Em O Discurso do Rei, ao dar voz a um rei gago que precisa das palavras para dar confiança a seu povo num período de guerra, ele colocou o Verbo no centro de sua mise-en-scène. O Verbo não deixa de ser essencial em Cats, posto que Weber se baseou em ninguém menos do que T.S. Eliot, o grande poeta, bebendo em seus versos. A grande cena de Os Miseráveis é a da Comuna de Paris, quando a massa espoliada se revolta contra sua condição e marcha unida, provocando a reação violenta da polícia do imperador e de Javert, que nunca deixou de procurar por Jean Valjean, só porque um dia ele roubou aquele pão. Com uma riqueza extraordinária de montagem – talvez seja O Encouraçado Potemkin dos musicais -, Hooper mostra o estopim e como o movimento individual vira coletivo. É o que ocorre em Cats quando Velha Deuteronomy é abduzida por Macavity e os gatos se unem ao que, entre eles, tem poderes mágicos – é seu número para tentar chegar ao céu -, e o esforço para trazer Judy Dench, que é quem faz o papel, vira uma expressão do grupo. E, claro, de A Garota Dinamarquesa, vêm as transformações que os humanos operam nos próprios corpos.
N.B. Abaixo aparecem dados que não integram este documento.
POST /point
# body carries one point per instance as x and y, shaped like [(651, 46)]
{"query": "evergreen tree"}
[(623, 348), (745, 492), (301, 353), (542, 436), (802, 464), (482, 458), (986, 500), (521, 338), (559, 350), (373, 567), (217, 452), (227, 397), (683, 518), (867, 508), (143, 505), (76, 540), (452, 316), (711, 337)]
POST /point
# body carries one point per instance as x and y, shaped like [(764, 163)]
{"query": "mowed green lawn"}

Houve um momento, lá atrás, em que Hooper considerou seriamente a possibilidade de fazer Cats como animação. Chegou a pensar nos estilos, e qual o mais adequado, mas logo deu-se conta de que a pouca história que tinha, animada, faria menos sentido ainda. Porque Cats precisa do estranhamento, da irrealidade. E criou esses humanos revestidos de pelos, e com rabos de movimentos digitalizados. Com eles, executou a coreografia de Andy Blankenbuehler. O estranhamento, que alguns consideram ridículo, pode até impedir que o espectador dê-se conta da fluidez dos movimentos de câmera e da elegância da montagem nos números de canto e dança. É o preço a pagar, mas duas ou três coisas estão acima do bem e do mal. Judy Dench como a Velha Deuteronomy é OK. Ian McKellen como o gato shakespeariano tem tudo a ver.
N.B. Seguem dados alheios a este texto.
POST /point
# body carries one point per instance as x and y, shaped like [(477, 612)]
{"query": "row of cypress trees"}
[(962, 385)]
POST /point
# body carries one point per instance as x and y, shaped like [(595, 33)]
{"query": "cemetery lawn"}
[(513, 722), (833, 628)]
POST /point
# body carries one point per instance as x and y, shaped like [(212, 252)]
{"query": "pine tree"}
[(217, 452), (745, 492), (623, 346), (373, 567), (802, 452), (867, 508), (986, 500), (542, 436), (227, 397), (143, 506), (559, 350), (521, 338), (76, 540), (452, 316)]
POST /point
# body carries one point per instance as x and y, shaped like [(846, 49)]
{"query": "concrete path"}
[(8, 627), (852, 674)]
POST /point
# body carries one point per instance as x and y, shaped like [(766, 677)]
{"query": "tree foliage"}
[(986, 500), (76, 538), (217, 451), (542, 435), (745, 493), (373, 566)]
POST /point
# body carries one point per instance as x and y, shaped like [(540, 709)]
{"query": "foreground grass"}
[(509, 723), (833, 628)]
Victoria impressiona pela luminosidade no rosto da estreante Francesca Hayward, uma jovem bailarina. Muito se falou em Taylor Swift e sua Bombalurina, mas o que torna o filme obrigatório, e até visceral, é a rendição de Memory por Jennifer Hudson. O diretor nunca se dava por satisfeito e obrigou-a a repetir a cena 40 vezes. Jennifer foi à exaustão física e emocional, mas sem perder a técnica. Canta como quem se despedaça. Com pelo, ou sem pelo, não tem nada de risível. É de chorar.

As informações são do jornal O Estado de S. Paulo.